En 2006, 74 départements de France métropolitaine comptaient davantage de naissances que de décès. Ils sont moins d’une trentaine en 2020. La démographie est implacable.
La partie de la population la plus jeune se situe dans les métropoles, où se concentrent les naissances. Dans les zones où la population est âgée, les naissances sont, logiquement, faibles. Cet effet ciseau fait que le nombre de logements vacants va croître, mais qu’ils ne seront pas là où sont les besoins.
Le télétravail ne change pas la donne
Avec la crise sanitaire, la possibilité de télétravailler a réveillé les rêves d’une décentralisation de l’activité par le départ de ménages hors de l’Ile-de-France, et donc d’une moindre croissance du nombre de logements. Des esprits brillants se sont, à maintes reprises, essayés à deviner comment les modes de vie allaient évoluer. La réalité est qu’en 2013, le déficit migratoire de l’Ile-de-France avec le reste du pays était de 28 000 ménages, soit environ 80 000 personnes. Un cinquième du déficit était composé de retraités. Cette année-là, 22 000 ménages actifs ont donc quitté la région-capitale. Un tiers d’entre eux ont choisi d’habiter dans les départements voisins tout en continuant de travailler en Ile-de-France, et un autre tiers, dans les grandes métropoles régionales. Même en imaginant que les perspectives ouvertes par le télétravail se traduisent par un doublement de ce nombre de foyers sur le point de partir, cela ne changerait pas grand-chose aux besoins de logements actuels.

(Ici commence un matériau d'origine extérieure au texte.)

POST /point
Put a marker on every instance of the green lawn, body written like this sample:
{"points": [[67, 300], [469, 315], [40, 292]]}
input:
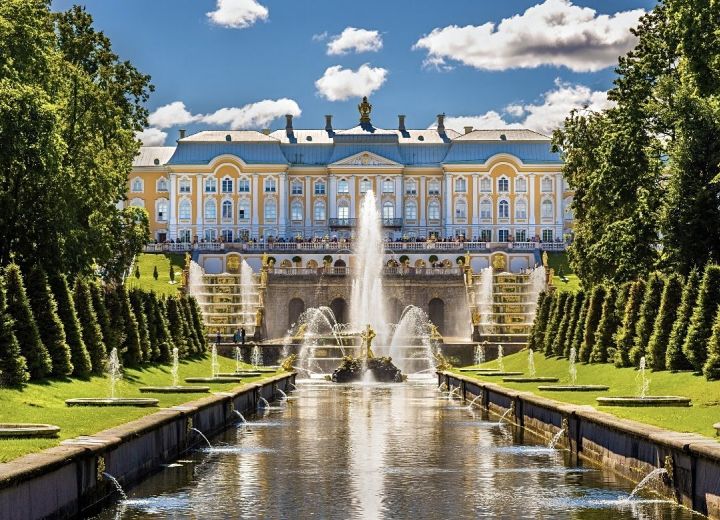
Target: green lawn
{"points": [[699, 418], [561, 265], [147, 262], [45, 402]]}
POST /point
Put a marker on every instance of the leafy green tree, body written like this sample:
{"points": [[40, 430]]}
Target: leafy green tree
{"points": [[13, 367], [91, 330], [625, 335], [667, 313], [646, 317], [82, 366], [50, 326], [603, 349], [26, 331], [675, 357], [592, 319], [701, 322]]}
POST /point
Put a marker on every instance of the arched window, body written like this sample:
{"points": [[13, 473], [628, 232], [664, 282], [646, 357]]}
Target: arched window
{"points": [[185, 210], [434, 210], [388, 210], [546, 209], [486, 210], [504, 209], [244, 210], [210, 210], [296, 214], [270, 210], [227, 210], [319, 211], [411, 211]]}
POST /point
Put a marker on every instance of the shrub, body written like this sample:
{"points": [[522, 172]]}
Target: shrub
{"points": [[626, 333], [609, 322], [39, 362], [701, 322], [592, 320], [646, 318], [667, 313], [674, 356]]}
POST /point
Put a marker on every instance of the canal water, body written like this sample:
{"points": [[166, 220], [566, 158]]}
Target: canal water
{"points": [[380, 452]]}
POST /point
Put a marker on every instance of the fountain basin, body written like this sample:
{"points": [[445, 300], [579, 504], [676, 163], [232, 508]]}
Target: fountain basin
{"points": [[652, 400], [530, 379], [112, 401], [174, 389], [574, 388], [28, 430]]}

Le coût social de la cohabitation forcée
La seule évolution des comportements dont nous sommes sûrs, c’est la décohabitation et la réduction de la taille des ménages, autrement dit du nombre de personnes vivant sous le même toit. Dans beaucoup de zones tendues, la rareté des logements favorise une cohabitation forcée avec des pairs (la fameuse colocation), avec les parents, ou pour des couples qui voudraient se séparer, mais ne le peuvent pas matériellement. En 2014, 45 % des jeunes âgés de 25 ans et nés à Paris vivaient encore chez leurs parents, contre 32 % en 1999. Cette cohabitation forcée représente un coût social important pour ceux qui la subissent. La crainte, légitime, des économistes et de la haute administration est que trop construire ne soit un gâchis de ressources qui empêche d’investir dans des secteurs innovants, sans même parler du coût écologique de cette gabegie. Tout le monde a en tête l’Espagne et son million de logements bâtis en 2007, soit plus que l’Allemagne, la France et le Royaume-Uni réunis, en grande partie vides près de quinze années plus tard.
Cette crainte macroéconomique n’a pas cours aujourd’hui dans notre pays. Il est au contraire certain que la rareté de la construction neuve conduit à une hausse des prix des logements anciens et donc participe à la folle montée de l’endettement des ménages. Construire plus est la meilleure approche macroprudentielle possible. Avant même de réhabiliter l’acte de construire, étape indispensable pour faire accepter une meilleure densité, débarrassons-nous de la peur de trop construire.